Wir sind statt Val Mora über Borchetta di Forcola, traumhafte Gegend und super Militärtrail. Gavia haben wir auch ausgelassen und sind über Mortirolo Pass. Hach ja schön wars, werd ich nächstes Jahr bestimmt nochmal machen.


----------



## MTB-News.de




----------



## tiroler1973 (24. Januar 2012)

Alpenrebell schrieb:


> Und zwar interessiert es mich ob die Albrecht Route als erster Alpenx sinvoll ist bzw. ob jemand diese Tour auch als erst Alpenüberquerung gemacht hat und wie es ihm ergangen ist.

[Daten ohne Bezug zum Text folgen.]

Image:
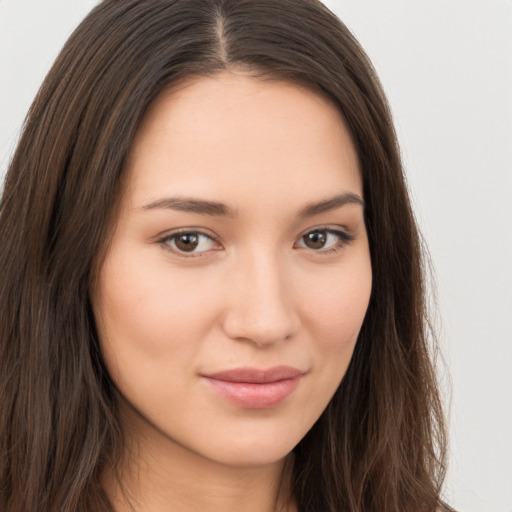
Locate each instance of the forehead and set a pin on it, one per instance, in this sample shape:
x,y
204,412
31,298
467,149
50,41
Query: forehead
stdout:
x,y
231,134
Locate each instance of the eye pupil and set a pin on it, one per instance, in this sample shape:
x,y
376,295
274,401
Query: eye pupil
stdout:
x,y
187,242
315,239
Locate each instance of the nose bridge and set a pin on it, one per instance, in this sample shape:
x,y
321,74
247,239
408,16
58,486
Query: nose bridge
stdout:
x,y
261,307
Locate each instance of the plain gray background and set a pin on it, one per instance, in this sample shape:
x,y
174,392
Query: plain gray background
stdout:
x,y
447,68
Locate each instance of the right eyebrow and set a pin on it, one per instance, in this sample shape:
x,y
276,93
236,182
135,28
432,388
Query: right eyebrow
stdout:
x,y
199,206
330,204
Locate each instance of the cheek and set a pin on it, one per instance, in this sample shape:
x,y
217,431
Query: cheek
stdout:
x,y
336,310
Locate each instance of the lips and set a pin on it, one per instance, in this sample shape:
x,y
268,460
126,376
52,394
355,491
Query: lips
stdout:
x,y
252,388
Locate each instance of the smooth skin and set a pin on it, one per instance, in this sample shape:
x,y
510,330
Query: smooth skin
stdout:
x,y
240,242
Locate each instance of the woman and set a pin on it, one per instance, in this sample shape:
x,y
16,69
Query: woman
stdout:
x,y
212,293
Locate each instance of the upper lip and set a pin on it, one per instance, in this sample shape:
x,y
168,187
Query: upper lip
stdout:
x,y
256,375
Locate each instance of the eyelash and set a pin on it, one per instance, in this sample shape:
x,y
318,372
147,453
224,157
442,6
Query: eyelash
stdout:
x,y
344,239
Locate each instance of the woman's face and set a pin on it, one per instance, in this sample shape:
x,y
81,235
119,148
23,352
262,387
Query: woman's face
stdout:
x,y
239,273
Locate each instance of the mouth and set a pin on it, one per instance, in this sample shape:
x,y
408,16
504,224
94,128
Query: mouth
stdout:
x,y
252,388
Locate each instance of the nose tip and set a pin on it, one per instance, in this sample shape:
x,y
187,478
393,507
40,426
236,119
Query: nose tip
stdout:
x,y
261,310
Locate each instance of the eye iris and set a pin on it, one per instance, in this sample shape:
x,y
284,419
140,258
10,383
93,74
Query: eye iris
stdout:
x,y
187,242
315,239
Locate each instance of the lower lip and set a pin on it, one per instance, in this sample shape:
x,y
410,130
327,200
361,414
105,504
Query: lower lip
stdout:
x,y
255,396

Wenn man sich ein bisserl mit Herrn Albrecht beschäftigt hat und auf seiner Homepage ein bisserl was liest, weiss man dass er die Strecke so zusammen gestellt hat, weil er auf dieser sein Guiding macht und auf der Suche nach der perfekten "Strecke" war. Die Strecke sehe ich als sehr empfehlenswert, wobei ich sie nur auszugsweise gefahren bin.



Alpenrebell schrieb:


> Wieviele Km sollte man vorher gefahren sein?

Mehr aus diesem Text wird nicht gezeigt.